Tuesday, August 13, 2013

ESSAY ASSIGNMENT #1

              Our experiences, our actions, our victories and defeats define who we are as people, and are common themes within literature itself. Following this suit is the idea of separation or exile from home and its total impact. One book that follows this idea is “The Poisonwood Bible” by Barbara Kingsolver. The novel, written in a first person narrative form and based on the perspective of its five protagonists, follows the Southern Baptist missionary Price family on their missionary journey in the Congo. And while the entire family travels and becomes separated from home, they all experience exile differently, but none more so than Leah Price. Who turns from a young idealistic 14-year-old teenage girl into a woman whose ideals have changed from religious conversion to social justice for the people of Africa.  

                Prior to her great conversion, Leah Price’s ideologies were identical to her father’s and her whole goal in life was pleasing him. And by the end of the novel Leah’s exile from her father is both metaphorical and literal. Prior to the beginning of the novel and well into the middle Leah, whose character is idealistic yet highly compassionate and devotional, follows her father’s religious fallacies to a fault and in fact strives solely to please him. Yet unlike her father, Leah's compassionate nature begins to wear down as she begins to see the horrors of the Congo and her father's indifference towards the struggle of the Congo and lack of respect for tribal customs and religion. The final breaking point for Leah begins when both her mother Orleanna and her younger sister Ruth May become sick with Malaria. While mother and sister lay sick Leah's father Nathan again remains indifferent to their condition and continues his sole goal of an African revival, which leaves Leah, her older sister Rachael, and her physically impaired twin sister Adah to care for a breaking household.

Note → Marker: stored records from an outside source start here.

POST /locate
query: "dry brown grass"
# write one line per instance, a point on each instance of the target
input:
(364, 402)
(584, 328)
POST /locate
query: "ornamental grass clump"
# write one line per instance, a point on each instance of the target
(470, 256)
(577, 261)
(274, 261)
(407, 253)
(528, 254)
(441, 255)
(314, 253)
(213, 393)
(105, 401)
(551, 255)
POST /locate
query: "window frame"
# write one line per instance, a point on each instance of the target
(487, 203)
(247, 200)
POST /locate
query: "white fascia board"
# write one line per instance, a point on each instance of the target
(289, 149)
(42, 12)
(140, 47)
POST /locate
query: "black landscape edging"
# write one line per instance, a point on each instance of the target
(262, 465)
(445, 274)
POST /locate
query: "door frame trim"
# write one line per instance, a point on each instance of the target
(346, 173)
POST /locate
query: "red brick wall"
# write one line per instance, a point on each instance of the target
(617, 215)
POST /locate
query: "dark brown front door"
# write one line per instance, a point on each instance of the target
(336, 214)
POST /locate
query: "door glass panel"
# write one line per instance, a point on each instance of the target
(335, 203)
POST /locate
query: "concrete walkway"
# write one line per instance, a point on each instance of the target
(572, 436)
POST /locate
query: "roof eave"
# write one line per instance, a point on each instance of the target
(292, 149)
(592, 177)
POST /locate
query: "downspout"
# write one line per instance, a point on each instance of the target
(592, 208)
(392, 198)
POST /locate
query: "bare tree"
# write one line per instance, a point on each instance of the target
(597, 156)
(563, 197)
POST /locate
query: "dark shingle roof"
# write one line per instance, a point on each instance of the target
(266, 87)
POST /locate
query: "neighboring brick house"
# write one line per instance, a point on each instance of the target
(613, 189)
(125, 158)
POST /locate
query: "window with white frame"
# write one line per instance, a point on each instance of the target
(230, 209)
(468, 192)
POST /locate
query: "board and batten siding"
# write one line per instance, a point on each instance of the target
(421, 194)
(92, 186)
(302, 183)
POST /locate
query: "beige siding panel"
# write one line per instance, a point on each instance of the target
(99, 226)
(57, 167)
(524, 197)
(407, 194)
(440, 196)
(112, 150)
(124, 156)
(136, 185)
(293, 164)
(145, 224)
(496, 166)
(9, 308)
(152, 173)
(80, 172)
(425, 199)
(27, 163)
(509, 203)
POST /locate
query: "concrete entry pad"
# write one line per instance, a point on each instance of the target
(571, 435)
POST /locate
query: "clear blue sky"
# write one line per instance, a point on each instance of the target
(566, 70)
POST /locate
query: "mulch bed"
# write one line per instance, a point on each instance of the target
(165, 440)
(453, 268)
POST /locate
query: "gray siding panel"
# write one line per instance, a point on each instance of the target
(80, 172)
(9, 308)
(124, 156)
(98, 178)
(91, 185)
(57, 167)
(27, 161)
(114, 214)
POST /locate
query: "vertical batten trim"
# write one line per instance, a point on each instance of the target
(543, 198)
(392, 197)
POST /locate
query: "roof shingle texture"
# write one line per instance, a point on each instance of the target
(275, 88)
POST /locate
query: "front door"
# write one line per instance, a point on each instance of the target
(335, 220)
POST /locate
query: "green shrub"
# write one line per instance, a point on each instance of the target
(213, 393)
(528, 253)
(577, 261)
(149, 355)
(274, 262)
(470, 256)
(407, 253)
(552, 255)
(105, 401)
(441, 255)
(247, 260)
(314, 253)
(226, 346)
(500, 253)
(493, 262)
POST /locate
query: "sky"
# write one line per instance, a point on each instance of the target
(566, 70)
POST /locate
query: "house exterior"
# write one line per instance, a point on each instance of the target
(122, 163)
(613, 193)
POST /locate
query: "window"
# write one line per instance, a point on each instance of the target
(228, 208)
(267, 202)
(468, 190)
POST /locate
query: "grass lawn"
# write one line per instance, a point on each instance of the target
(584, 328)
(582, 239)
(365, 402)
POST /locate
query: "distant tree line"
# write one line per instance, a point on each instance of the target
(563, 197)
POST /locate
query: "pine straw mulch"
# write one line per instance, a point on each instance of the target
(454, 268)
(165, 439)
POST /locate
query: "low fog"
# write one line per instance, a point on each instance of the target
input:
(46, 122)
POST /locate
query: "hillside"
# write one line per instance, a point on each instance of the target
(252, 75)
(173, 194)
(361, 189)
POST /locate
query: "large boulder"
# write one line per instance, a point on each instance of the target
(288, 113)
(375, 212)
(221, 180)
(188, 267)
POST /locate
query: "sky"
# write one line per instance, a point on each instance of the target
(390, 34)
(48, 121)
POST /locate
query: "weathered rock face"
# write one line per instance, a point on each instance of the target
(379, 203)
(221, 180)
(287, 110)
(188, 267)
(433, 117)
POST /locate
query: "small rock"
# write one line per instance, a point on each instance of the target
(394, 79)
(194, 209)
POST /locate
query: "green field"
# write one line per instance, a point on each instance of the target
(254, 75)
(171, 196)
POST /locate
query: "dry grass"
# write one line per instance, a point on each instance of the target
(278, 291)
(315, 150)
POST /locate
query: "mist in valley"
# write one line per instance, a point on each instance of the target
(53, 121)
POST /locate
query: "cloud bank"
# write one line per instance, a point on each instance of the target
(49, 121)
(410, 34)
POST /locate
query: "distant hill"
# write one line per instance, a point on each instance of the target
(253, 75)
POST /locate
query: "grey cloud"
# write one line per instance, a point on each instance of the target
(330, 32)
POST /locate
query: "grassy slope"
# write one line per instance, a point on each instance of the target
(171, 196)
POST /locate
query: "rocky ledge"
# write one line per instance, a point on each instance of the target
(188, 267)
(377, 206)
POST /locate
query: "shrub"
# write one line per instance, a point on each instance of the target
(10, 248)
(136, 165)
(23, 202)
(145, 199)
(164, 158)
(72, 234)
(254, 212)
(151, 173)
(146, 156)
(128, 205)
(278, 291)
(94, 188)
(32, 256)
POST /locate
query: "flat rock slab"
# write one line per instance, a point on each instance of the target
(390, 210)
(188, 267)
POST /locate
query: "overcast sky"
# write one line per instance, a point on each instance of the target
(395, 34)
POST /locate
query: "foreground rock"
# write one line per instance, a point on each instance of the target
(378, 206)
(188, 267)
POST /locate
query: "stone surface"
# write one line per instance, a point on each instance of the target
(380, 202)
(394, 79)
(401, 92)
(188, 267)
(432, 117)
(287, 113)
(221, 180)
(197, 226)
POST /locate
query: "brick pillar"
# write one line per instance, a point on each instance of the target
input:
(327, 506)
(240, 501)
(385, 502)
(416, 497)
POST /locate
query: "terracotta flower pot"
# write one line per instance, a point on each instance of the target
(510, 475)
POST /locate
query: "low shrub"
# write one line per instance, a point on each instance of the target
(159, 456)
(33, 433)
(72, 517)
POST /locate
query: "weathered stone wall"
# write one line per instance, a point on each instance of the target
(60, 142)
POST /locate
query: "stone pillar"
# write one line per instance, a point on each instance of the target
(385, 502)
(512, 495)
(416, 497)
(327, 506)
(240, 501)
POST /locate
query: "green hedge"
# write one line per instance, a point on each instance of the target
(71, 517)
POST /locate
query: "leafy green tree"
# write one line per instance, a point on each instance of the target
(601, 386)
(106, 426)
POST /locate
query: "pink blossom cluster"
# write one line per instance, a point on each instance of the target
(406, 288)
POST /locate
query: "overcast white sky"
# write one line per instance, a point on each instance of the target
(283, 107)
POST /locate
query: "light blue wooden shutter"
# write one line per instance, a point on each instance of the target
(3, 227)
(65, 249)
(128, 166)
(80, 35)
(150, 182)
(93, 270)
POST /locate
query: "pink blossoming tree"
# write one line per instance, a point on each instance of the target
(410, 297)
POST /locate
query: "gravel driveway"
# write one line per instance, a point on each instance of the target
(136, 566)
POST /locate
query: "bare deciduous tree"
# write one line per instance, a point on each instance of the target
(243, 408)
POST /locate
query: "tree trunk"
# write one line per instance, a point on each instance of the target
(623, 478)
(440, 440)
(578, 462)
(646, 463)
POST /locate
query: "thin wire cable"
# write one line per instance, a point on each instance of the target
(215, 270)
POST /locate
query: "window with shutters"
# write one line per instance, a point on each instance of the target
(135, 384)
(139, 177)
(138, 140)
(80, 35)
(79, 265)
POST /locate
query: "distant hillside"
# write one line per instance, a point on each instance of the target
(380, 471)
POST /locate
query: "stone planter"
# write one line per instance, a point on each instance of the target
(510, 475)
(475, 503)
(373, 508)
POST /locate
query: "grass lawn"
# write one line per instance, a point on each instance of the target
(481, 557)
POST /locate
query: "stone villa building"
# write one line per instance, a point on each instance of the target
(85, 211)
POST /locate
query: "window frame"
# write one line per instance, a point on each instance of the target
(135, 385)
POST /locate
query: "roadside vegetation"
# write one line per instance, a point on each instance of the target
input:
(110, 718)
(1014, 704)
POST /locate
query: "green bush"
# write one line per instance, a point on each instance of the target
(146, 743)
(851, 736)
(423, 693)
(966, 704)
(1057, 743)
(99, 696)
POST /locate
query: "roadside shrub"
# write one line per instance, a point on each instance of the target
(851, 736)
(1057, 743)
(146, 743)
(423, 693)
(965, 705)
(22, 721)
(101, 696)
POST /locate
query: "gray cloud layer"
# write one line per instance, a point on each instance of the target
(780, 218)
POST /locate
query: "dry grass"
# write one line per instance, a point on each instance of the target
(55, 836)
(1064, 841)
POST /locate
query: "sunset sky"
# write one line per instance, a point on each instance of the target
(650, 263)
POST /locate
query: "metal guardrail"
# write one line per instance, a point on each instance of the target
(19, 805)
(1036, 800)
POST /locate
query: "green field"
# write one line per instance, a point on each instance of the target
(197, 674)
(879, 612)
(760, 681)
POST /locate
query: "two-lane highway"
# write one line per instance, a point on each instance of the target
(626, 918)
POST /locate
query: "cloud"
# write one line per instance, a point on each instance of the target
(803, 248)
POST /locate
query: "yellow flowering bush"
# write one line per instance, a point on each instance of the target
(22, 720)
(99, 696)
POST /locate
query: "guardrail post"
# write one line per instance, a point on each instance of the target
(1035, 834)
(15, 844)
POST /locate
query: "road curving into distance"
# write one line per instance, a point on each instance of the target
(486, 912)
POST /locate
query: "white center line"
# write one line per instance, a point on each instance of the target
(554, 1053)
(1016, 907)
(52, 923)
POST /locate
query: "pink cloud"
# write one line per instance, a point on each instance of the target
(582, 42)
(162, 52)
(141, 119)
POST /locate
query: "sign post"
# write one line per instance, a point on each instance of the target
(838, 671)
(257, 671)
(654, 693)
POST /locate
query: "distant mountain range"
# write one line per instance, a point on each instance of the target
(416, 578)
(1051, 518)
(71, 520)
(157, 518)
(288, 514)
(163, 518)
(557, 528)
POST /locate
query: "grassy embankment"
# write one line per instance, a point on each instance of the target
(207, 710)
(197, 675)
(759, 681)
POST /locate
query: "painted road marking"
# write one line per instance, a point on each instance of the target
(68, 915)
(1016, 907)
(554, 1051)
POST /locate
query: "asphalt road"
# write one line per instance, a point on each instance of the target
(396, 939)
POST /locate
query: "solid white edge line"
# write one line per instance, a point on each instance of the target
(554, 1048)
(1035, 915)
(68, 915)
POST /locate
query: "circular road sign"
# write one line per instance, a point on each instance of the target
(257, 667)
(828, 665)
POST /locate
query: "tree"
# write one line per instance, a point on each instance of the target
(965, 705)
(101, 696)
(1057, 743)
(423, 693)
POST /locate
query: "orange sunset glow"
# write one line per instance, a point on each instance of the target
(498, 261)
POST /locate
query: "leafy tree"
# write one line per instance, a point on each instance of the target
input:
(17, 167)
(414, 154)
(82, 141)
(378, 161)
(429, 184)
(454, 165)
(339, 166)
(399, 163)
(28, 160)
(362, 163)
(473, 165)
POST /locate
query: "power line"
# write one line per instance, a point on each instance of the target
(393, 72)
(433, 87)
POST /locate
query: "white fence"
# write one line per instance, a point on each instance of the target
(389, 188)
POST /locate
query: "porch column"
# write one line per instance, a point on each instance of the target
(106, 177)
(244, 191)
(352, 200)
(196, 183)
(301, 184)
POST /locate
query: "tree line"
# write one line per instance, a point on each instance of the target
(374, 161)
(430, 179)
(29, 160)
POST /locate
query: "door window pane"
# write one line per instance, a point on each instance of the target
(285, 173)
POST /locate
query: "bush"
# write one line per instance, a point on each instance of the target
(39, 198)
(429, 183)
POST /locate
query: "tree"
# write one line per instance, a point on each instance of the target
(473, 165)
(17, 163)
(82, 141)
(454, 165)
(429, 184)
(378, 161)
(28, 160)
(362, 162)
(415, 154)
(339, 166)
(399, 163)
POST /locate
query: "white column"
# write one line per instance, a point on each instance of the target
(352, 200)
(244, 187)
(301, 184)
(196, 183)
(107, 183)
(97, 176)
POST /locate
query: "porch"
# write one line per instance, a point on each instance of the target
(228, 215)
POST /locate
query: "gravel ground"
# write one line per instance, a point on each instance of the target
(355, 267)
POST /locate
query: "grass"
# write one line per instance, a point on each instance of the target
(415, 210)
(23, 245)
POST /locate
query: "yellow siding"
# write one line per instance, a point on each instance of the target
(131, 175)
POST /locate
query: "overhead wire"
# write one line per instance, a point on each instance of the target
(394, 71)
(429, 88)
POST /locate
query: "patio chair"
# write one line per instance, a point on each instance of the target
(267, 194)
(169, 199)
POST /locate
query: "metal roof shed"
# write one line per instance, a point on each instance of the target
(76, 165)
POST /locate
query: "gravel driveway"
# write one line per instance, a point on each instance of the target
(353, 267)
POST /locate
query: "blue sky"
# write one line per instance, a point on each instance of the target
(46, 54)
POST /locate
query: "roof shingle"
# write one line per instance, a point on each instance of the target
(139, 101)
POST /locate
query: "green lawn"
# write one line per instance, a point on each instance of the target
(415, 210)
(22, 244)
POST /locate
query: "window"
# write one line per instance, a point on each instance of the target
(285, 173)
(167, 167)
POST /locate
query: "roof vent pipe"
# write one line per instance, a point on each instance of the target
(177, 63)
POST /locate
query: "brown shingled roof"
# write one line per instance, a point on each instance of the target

It is here when Leah and her sisters have reached their breaking point and the full weight of separation from the United States hits, the compassion of her poor Congolese neighbors begins Leah's metaphorical separation from her father's ideals and religious zeal, eventually coming full circle as Leah abandons the faith she once clung to and exiles her father in the Congo to live with and marry Anatole to adopt a new religion of loving her new family and striving for African freedom and independence.
               Leah Price's independence from her father and from the religion she once followed can be viewed as an allusion to not only African independence but also white imperialism a motif and white elephant seen throughout most of the novel.  Being as the novel takes place during the Congolese freedom from Belgium through the CIA involvement in replacing Patrice Lumumba with Joseph Kasa-Vubu Leah's separation and eventual exile from her father and family acts as a metaphor.
              From former religious zeal and complete suppression to her father, Leah Price's transformation to an independent idealist comes straight from the exile and separation from her family and the United States and serves as both a metaphor and allusion to the struggle for African Independence within the novel.